Most of the men at the table were at least semi-woke but decided not to argue with their longtime and opinionated waitress.

But they weren’t woke enough to admit that there was at least a little truth in what she had just said.

“But that’s not my point,” said Eric Anderson. “My question had to do with what I would have done in that situation. I mean, that young man, Brandon Tsay, said he didn’t even think about what to do.
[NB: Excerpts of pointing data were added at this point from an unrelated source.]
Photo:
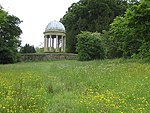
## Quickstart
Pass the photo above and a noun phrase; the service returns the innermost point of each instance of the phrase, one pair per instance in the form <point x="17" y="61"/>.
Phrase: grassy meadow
<point x="100" y="86"/>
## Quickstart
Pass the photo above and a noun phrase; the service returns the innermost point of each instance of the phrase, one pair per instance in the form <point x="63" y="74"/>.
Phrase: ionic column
<point x="57" y="46"/>
<point x="62" y="44"/>
<point x="47" y="43"/>
<point x="44" y="43"/>
<point x="50" y="43"/>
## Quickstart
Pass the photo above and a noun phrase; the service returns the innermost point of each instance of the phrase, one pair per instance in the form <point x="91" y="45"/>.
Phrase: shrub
<point x="89" y="46"/>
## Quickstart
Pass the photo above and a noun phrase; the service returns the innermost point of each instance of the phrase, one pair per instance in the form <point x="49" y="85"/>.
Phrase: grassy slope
<point x="71" y="86"/>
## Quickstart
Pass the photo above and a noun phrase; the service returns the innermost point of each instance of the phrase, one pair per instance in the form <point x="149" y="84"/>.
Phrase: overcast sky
<point x="36" y="14"/>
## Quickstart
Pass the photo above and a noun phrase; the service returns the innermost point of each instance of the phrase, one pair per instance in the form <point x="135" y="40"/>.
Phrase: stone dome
<point x="55" y="26"/>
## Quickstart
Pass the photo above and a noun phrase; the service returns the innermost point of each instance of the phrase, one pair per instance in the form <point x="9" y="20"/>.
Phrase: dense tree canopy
<point x="91" y="15"/>
<point x="27" y="49"/>
<point x="9" y="37"/>
<point x="131" y="33"/>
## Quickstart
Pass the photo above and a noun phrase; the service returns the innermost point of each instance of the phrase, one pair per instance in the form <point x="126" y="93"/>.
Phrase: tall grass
<point x="107" y="86"/>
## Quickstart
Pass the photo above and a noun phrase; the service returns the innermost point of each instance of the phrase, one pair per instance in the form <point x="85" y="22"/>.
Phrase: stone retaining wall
<point x="48" y="56"/>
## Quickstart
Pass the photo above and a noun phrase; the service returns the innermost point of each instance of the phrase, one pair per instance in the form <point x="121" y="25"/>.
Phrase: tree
<point x="89" y="46"/>
<point x="90" y="15"/>
<point x="9" y="37"/>
<point x="27" y="49"/>
<point x="131" y="33"/>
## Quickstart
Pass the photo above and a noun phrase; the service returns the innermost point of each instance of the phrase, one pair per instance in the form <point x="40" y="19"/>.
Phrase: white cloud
<point x="36" y="14"/>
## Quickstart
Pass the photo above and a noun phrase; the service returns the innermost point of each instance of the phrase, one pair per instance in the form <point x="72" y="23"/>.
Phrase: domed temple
<point x="54" y="37"/>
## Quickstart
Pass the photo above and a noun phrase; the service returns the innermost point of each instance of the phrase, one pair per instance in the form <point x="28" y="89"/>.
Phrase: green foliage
<point x="9" y="37"/>
<point x="131" y="34"/>
<point x="111" y="86"/>
<point x="89" y="46"/>
<point x="90" y="15"/>
<point x="27" y="49"/>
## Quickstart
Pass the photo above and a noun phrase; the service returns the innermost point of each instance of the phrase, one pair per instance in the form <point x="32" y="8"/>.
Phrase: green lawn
<point x="107" y="86"/>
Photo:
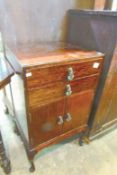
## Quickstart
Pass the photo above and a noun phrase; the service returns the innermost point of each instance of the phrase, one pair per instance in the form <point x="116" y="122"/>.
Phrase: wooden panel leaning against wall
<point x="107" y="111"/>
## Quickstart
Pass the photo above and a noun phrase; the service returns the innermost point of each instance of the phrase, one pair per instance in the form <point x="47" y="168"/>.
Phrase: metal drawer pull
<point x="70" y="74"/>
<point x="68" y="90"/>
<point x="68" y="117"/>
<point x="60" y="120"/>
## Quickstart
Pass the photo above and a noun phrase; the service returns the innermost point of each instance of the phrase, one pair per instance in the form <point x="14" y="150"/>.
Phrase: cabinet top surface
<point x="49" y="53"/>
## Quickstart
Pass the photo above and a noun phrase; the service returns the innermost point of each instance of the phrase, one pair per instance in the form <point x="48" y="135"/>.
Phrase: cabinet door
<point x="47" y="122"/>
<point x="77" y="110"/>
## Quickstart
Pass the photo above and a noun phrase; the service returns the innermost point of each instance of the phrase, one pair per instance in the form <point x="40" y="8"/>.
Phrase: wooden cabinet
<point x="59" y="87"/>
<point x="86" y="28"/>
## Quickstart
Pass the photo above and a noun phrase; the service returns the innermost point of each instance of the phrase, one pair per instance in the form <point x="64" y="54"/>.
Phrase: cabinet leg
<point x="6" y="110"/>
<point x="16" y="129"/>
<point x="32" y="167"/>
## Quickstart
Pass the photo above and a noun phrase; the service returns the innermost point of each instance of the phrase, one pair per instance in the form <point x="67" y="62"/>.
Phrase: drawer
<point x="54" y="91"/>
<point x="36" y="76"/>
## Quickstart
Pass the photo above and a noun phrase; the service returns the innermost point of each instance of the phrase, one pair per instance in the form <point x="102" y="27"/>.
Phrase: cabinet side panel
<point x="19" y="102"/>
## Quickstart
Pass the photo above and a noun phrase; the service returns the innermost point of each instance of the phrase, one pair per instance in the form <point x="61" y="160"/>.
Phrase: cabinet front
<point x="46" y="122"/>
<point x="77" y="110"/>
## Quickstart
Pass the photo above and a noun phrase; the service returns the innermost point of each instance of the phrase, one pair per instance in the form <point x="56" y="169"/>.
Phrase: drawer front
<point x="46" y="122"/>
<point x="36" y="77"/>
<point x="54" y="91"/>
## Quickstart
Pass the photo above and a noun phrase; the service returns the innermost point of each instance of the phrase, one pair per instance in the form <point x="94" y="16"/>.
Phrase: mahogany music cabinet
<point x="54" y="91"/>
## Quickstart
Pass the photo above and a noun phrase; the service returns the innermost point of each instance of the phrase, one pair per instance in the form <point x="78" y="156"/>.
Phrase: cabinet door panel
<point x="78" y="107"/>
<point x="46" y="122"/>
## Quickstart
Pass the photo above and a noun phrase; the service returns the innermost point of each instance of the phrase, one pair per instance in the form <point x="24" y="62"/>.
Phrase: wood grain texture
<point x="44" y="122"/>
<point x="50" y="53"/>
<point x="44" y="70"/>
<point x="106" y="112"/>
<point x="42" y="76"/>
<point x="50" y="92"/>
<point x="78" y="106"/>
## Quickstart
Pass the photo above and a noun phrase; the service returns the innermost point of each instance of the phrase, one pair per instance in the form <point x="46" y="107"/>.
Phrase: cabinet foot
<point x="32" y="167"/>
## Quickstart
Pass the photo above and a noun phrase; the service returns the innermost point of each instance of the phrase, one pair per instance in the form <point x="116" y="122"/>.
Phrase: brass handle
<point x="68" y="90"/>
<point x="60" y="120"/>
<point x="70" y="76"/>
<point x="68" y="117"/>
He said he just reacted.”

“Makes me think that there was already something inside that young man,” said Asch, “that launched him into action.”

“You mean like character?” asked Dominique.
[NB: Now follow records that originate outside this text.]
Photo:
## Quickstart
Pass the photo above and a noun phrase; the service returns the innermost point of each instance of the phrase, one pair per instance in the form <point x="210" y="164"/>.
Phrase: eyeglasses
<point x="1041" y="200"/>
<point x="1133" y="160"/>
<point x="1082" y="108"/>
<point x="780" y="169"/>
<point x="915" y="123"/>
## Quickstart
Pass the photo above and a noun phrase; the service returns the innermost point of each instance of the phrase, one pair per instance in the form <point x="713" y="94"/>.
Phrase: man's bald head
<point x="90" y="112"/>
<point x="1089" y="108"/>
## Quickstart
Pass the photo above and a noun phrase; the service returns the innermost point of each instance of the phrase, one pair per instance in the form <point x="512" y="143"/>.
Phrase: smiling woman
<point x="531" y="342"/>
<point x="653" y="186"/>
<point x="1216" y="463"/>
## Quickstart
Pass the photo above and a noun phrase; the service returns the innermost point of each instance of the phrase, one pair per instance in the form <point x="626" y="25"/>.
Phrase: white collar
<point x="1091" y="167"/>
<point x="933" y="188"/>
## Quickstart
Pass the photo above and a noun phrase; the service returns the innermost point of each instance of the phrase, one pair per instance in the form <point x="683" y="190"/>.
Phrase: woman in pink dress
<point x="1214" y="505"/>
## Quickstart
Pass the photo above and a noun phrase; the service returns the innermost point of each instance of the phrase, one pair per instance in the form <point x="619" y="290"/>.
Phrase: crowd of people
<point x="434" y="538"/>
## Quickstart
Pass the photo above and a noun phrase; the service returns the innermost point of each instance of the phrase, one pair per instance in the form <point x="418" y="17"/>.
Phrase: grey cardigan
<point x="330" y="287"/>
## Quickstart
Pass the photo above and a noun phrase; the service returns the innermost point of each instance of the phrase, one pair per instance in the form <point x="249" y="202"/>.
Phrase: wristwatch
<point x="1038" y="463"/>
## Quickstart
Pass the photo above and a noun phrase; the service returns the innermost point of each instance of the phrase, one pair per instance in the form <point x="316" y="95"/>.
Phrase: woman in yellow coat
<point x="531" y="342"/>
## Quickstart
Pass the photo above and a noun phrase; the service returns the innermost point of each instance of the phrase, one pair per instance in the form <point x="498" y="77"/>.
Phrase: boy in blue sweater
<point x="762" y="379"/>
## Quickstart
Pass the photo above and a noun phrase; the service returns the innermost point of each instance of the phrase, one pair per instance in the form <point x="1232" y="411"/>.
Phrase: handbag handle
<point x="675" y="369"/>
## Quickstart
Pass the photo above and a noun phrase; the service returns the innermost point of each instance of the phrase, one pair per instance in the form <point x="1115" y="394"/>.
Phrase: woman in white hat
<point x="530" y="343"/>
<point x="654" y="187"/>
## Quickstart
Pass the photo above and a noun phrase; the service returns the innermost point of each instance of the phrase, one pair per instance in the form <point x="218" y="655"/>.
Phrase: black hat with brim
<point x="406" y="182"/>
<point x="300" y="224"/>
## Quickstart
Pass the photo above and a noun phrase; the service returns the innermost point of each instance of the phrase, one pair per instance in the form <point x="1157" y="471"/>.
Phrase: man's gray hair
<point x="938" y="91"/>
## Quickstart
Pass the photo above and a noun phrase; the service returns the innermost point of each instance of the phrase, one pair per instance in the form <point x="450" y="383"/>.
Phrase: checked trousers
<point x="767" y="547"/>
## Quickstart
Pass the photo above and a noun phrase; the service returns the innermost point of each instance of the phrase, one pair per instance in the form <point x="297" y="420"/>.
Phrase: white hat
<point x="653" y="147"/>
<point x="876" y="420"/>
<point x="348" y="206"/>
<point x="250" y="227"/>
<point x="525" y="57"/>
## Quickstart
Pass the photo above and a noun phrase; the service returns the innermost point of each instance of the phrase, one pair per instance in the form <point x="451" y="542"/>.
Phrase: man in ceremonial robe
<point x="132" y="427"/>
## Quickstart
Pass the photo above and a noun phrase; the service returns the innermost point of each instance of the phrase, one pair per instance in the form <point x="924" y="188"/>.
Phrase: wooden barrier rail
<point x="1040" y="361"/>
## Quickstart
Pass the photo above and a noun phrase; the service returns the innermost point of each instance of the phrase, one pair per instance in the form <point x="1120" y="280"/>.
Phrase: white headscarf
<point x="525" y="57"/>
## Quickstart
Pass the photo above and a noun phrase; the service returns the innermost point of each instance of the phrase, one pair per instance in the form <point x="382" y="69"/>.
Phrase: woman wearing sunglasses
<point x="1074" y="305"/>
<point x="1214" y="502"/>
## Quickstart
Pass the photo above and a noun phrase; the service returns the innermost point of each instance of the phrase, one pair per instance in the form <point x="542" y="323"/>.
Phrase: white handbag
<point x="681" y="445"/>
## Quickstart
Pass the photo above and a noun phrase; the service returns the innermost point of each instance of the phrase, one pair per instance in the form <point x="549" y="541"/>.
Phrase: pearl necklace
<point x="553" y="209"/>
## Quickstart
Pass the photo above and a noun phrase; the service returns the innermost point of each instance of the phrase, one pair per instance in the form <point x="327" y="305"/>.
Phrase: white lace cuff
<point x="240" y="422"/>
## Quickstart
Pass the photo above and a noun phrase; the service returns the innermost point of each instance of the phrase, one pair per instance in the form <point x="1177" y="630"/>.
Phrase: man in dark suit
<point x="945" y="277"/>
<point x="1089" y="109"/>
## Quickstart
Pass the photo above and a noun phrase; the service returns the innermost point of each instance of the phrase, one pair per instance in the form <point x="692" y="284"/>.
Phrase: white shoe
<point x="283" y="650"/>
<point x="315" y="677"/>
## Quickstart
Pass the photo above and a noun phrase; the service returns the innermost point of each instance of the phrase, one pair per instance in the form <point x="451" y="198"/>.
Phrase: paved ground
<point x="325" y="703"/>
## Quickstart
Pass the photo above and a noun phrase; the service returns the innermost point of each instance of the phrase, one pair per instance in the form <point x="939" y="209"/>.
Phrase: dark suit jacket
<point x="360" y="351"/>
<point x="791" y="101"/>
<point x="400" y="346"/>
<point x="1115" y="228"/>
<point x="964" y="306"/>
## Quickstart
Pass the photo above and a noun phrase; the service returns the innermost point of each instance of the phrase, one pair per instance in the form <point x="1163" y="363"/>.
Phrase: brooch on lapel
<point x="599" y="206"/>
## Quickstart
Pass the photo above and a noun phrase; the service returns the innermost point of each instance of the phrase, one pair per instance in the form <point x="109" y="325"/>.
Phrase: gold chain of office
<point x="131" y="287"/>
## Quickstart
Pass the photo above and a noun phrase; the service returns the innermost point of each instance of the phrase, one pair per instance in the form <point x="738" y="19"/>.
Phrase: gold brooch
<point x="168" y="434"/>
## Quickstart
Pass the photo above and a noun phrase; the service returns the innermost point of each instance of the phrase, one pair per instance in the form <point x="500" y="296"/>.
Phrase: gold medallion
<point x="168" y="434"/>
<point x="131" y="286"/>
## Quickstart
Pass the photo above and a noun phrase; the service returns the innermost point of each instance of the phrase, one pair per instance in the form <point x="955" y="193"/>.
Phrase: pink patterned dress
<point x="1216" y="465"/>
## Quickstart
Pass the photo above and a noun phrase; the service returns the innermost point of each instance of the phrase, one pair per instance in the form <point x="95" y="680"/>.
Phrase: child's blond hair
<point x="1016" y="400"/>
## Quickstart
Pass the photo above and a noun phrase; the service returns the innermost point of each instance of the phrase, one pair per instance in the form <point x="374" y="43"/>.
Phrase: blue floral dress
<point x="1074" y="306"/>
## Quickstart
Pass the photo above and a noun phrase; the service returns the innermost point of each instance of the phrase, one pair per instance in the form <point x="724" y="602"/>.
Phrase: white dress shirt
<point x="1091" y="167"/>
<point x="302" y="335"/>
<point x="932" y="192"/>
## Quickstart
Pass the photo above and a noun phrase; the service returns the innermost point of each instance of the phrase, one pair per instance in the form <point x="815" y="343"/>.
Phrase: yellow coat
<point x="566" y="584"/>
Mitty decided to steer the discussion toward religion and asked, “Or years of Sunday school and hearing Bible stories?” 

“Maybe,” Asch replied, “but way back when I was in basic training, we were actually conditioned to react without thinking.”

When he got home, Mitty called his neighbor, Michael Rosenthal, as he usually did when unanswered questions wouldn’t leave him alone.
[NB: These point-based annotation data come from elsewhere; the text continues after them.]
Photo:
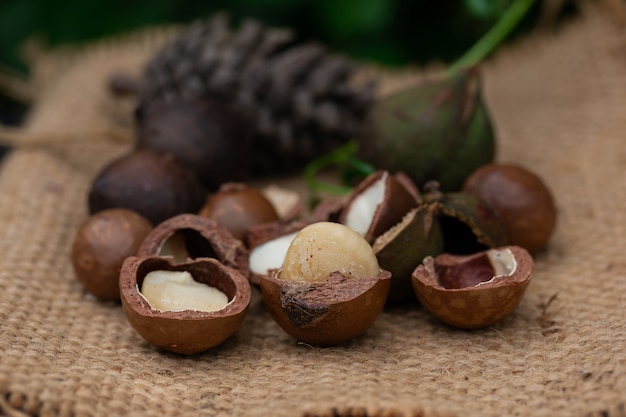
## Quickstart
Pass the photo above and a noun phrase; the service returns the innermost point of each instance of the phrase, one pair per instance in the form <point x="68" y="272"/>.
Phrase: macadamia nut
<point x="322" y="248"/>
<point x="178" y="291"/>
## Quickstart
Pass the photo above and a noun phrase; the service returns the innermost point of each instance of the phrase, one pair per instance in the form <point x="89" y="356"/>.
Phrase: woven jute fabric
<point x="558" y="103"/>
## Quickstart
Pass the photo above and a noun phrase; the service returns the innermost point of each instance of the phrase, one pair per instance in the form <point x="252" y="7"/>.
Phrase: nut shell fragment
<point x="328" y="312"/>
<point x="185" y="332"/>
<point x="465" y="301"/>
<point x="189" y="236"/>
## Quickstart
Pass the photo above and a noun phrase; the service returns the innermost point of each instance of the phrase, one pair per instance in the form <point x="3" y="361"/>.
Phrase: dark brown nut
<point x="330" y="288"/>
<point x="238" y="207"/>
<point x="522" y="200"/>
<point x="268" y="246"/>
<point x="100" y="246"/>
<point x="403" y="247"/>
<point x="154" y="184"/>
<point x="379" y="202"/>
<point x="189" y="236"/>
<point x="474" y="291"/>
<point x="186" y="331"/>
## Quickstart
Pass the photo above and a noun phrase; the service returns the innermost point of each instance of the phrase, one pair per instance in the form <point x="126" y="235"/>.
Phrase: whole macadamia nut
<point x="521" y="198"/>
<point x="102" y="244"/>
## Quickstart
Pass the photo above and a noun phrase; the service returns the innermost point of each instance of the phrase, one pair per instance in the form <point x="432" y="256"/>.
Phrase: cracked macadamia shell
<point x="473" y="291"/>
<point x="188" y="331"/>
<point x="329" y="312"/>
<point x="189" y="236"/>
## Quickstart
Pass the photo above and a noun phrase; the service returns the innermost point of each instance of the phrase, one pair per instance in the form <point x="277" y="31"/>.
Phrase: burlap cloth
<point x="558" y="102"/>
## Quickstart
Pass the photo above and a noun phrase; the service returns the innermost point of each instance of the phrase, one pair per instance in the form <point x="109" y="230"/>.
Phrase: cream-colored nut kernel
<point x="178" y="291"/>
<point x="322" y="248"/>
<point x="363" y="208"/>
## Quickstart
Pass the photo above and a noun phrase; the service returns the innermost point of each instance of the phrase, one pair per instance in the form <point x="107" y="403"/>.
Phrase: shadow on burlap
<point x="558" y="102"/>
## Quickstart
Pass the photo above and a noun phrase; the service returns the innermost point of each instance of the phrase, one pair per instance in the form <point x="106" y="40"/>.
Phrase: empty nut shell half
<point x="188" y="331"/>
<point x="473" y="291"/>
<point x="379" y="202"/>
<point x="190" y="236"/>
<point x="329" y="312"/>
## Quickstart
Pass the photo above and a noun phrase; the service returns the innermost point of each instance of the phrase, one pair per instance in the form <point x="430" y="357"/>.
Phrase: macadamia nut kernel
<point x="178" y="291"/>
<point x="323" y="248"/>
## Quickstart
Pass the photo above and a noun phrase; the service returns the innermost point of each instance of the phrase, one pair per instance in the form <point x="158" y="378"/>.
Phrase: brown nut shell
<point x="185" y="332"/>
<point x="403" y="247"/>
<point x="521" y="198"/>
<point x="238" y="207"/>
<point x="465" y="291"/>
<point x="396" y="202"/>
<point x="100" y="246"/>
<point x="189" y="236"/>
<point x="329" y="312"/>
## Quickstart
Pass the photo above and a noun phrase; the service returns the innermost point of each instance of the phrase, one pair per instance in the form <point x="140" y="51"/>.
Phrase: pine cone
<point x="298" y="97"/>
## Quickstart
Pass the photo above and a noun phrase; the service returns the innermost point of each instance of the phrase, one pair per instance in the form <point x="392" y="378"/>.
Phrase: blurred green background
<point x="391" y="32"/>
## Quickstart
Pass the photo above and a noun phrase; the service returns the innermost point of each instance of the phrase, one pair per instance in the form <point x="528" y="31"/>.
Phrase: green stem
<point x="344" y="155"/>
<point x="494" y="37"/>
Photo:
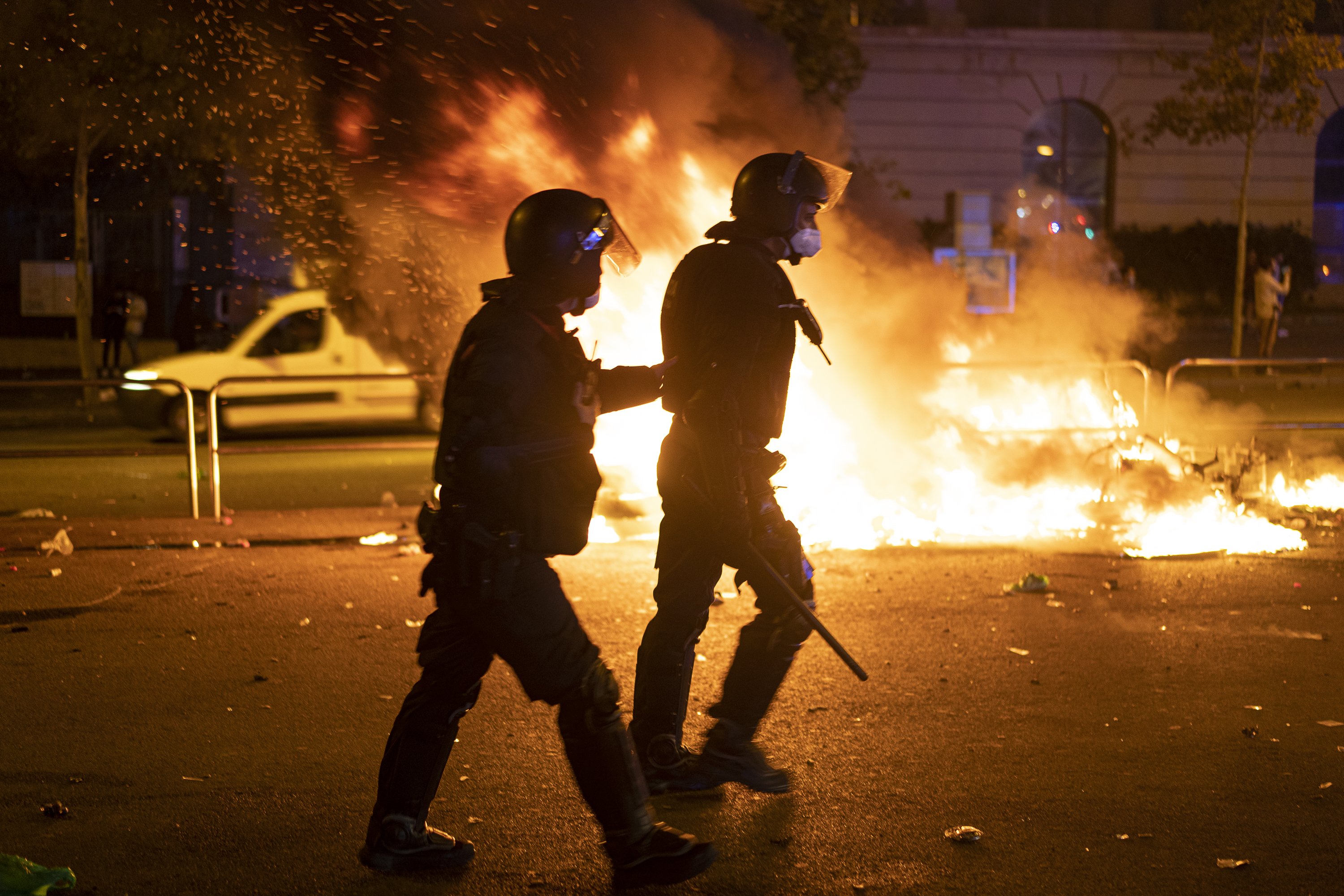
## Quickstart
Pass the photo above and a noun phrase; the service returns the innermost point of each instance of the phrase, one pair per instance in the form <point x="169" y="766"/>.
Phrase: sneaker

“So what would you have done?” asked Pastor Walt after summarizing the discussion at the Main.

“I know what I would like to have done,” his good friend replied, “but I can’t honestly say I know for sure.”

“Honestly, I think I’m where you are — not sure what I’d do,” Mitty said.

“You know,” said Michael, “what you said Asch said, about conditioning, I’m wondering if we need more conditioning these days, I mean the good kind.”

Mitty laughed. “I just imagined a football huddle in which the quarterback asks everyone for their opinion and then takes a vote regarding the next play.

“But I see your point, and that makes me think of 9/11 and all those first responders running toward the burning buildings while everyone else was running away.”

“So, Walt, do you just explain behavior like that by operant conditioning or does it have to do with character, too?”

Mitty pondered the question and did some thinking out loud. “I’m preaching on the Sermon on the Mount tomorrow, and in that chapter Jesus says things like, “You have heard that it was said, do not resist an evil-doer. If anyone strikes you on the right cheek, turn the other also.” 

“If you take that literally, that eliminates any thought of bringing a gun to a Saturday night dance party, doesn’t it?” was Michael’s response and then added, “if you take it literally.”

“That’s always a problem with interpreting the Bible,” said Walt, again thinking out loud. “On the one hand, the biblical texts were written 2-3 thousand years ago, so I have to apply them to today’s reality, but at the same time Isaiah, Jeremiah, Amos and all the rest of the prophets were not worried about making their message palatable to their contemporaries. Their only concerning was speaking God’s truth.”

Now it was Michael’s turn to laugh. “Rabbi Levine likes to say that the Ten Commandments are not the 10 suggestions.”

“So he and I are on the same page regarding the authority of Scripture,” was Mitty’s next “out loud” thought, “but I can’t think of anything in the Hebrew Bible that encourages pacifism.”

“So do you have to be violent sometimes in order to stop violence?” asked Michael.

“Are you saying that turning the other cheek doesn’t work?” Mitty asked his friend.

“Didn’t seem to work 2,000 years ago in Jerusalem,” Michael responded, “and it doesn’t seem likes it’s working there right now.”